C'est un fait : le marché des crypto-monnaies ne cesse de croître. Au-delà des aspects juridiques étudiés aujourd'hui par les autorités, un réel défi majeur apparaît sur le plan écologique. A l'horizon 2020, la consommation d'électricité liée au minage devrait être responsable de 2,5% des émissions de CO2 de la planète. Explications d'Ahmed Joudad, Head of Specialists chez Thomson Reuters.
On dénombre actuellement 1591 crypto-monnaies, avec une large dominance du Bitcoin qui s'accapare 37% de part de marché. Et la taille de ce marché ne cesse de croître : il représente actuellement plus de 400 milliards de dollars de capitalisation.
Le Bitcoin est une monnaie numérique qui utilise la Blockchain, une sorte de registre sous forme de blocs, où toutes les transactions sont vérifiées, enregistrées et sécurisées grâce à des mineurs. Le mineur met la puissance de calcul de ses machines à la disposition du réseau en échange de Bitcoin. C'est de cette manière que le protocole initial du Bitcoin prévoit leur attribution.
Certaines sociétés se sont donc spécialisées dans le minage de crypto-monnaies en créant des cartes avec des circuits intégrés spécialement dédiés pour optimiser le processus de minage. BITMAIN Technologies en est le leader avec 70% de part de marché, ce qui d'ailleurs pose un sérieux problème quant au principe de décentralisation promis par la technologie Blockchain.
Au-delà du matériel et des ressources requises pour faire fonctionner une ferme de minage, le principal facteur à considérer pour une telle installation dans un pays reste le coût de l'électricité. Ainsi en Chine, ce coût est inférieur à 9 centimes de dollars par KWh, et peut descendre jusqu'à 4 centimes de dollars par kWh en fonction des accords avec les autorités locales.

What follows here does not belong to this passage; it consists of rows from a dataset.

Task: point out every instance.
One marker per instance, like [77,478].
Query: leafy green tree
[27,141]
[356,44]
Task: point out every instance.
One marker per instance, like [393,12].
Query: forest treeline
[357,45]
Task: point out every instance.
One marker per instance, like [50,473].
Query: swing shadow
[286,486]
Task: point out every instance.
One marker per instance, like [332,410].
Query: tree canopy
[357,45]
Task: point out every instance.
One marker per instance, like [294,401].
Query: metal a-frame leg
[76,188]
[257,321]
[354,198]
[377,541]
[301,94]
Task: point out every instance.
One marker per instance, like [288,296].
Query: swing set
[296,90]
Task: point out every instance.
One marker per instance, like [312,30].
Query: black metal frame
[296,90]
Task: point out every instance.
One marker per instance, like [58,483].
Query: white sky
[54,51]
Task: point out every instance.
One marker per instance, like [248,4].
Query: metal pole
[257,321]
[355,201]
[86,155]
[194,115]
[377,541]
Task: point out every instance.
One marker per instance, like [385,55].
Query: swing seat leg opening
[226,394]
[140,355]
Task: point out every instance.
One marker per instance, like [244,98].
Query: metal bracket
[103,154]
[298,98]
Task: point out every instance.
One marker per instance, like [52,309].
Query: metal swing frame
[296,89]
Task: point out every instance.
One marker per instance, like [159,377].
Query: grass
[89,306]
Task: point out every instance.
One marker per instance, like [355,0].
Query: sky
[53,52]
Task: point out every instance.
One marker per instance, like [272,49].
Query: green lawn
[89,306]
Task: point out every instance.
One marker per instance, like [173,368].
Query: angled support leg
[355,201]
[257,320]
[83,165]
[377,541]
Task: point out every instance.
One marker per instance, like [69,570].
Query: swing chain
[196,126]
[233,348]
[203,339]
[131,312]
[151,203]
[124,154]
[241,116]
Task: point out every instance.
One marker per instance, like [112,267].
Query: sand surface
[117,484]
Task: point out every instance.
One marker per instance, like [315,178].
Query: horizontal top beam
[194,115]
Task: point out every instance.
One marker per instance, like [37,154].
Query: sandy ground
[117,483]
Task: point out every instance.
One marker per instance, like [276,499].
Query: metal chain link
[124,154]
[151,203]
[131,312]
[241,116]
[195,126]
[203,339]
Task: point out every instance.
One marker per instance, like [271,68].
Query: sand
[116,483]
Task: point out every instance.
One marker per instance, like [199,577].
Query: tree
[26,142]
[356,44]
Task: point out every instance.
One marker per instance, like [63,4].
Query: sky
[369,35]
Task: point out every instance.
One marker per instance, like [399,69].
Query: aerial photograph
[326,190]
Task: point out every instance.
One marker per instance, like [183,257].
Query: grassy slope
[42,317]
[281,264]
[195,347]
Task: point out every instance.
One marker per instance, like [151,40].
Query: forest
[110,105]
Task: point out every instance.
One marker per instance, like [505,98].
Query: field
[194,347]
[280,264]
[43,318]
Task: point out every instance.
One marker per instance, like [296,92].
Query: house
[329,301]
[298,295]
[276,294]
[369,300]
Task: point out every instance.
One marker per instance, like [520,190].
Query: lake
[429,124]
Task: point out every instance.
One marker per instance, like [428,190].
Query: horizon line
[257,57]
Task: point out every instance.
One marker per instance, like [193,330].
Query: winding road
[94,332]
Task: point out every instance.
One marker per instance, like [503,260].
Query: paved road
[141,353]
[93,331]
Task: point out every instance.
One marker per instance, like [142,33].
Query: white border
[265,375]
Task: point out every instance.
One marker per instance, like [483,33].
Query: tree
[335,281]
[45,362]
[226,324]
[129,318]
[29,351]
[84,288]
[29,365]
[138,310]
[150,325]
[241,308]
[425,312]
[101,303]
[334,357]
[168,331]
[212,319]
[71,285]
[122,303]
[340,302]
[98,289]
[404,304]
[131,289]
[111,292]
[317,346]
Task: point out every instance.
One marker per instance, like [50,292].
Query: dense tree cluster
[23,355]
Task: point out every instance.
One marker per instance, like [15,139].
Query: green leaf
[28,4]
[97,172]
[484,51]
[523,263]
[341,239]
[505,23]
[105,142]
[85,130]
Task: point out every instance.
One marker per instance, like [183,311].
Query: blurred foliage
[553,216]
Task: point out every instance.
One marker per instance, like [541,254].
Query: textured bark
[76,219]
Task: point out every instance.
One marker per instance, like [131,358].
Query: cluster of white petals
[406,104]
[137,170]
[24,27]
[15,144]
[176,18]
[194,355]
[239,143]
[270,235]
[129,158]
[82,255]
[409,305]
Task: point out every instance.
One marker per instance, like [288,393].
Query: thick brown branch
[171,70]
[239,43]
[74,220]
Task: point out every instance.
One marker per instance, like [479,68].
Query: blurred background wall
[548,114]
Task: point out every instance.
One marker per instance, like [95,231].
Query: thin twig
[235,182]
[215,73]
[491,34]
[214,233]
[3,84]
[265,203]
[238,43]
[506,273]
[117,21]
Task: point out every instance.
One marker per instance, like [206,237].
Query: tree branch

En Europe, où le coût oscille entre 14 et 35 centimes de dollars par kWh, il est difficile de concevoir une activité de minage très rentable. L'Islande est un des rares pays qui utilisent les énergies renouvelables et qui attirent les mineurs, car le pays dispose d'une énergie propre et peu chère grâce aux installations géothermiques et hydroélectriques.
Selon « l'International Energy Outlook » publié en septembre 2017, la Chine produit 72% de son électricité grâce au charbon mais ambitionne d'augmenter la part du renouvelable à 34% en 2040. En attendant, chaque kWh produit par du charbon occasionne environ 1,15 Kg de CO2 , ce qui amène l'émission des crypto-monnaies selon nos estimations à plus de 145 millions de tonnes de CO2 par an.
A ce jour, le minage des crypto-monnaies consomme plus d'électricité que des pays comme l'Egypte, la Malaisie ou la Pologne et émet autant de CO2 que le Pakistan, l'Algérie ou les Pays-Bas.
A l'horizon 2020, la consommation d'électricité liée au minage atteindra 4% de la consommation mondiale et sera responsable de 2,5% des émissions de CO2 de la planète .
C'est un défi majeur qui attend la communauté européenne, qui multiplie les initiatives écologiques et les programmes de développement durable mais sera confrontée dans un avenir proche au désastre écologique que représentera le minage des crypto-monnaies sur notre planète.
Ahmed Joudad, Head of Specialists chez Thomson Reuters, est intervenu dans le cadre de l'alumni SFAF du 18 avril 2018 qui s'est déroulé chez Thomson Reuters sur le thème « Analyse & comptabilité intégrées ».
La revue Analyse financière propose dans son édition 67 d'avril 2018 un dossier spécial intitulé « Finance verte pour croissance durable » et traitera le sujet de la Blockchain dans son focus de l'édition 68, à paraître en juillet 2018.
Calcul qui tient compte des émissions de CO2 liées au transport, à la production et au traitement du charbon lui-même.
Cette estimation est basée sur une augmentation moyenne de 12% par mois du minage de blocs et une consommation d'électricité 2 fois supérieure par rapport au niveau actuel due à l'utilisation croissante des circuits intégrés.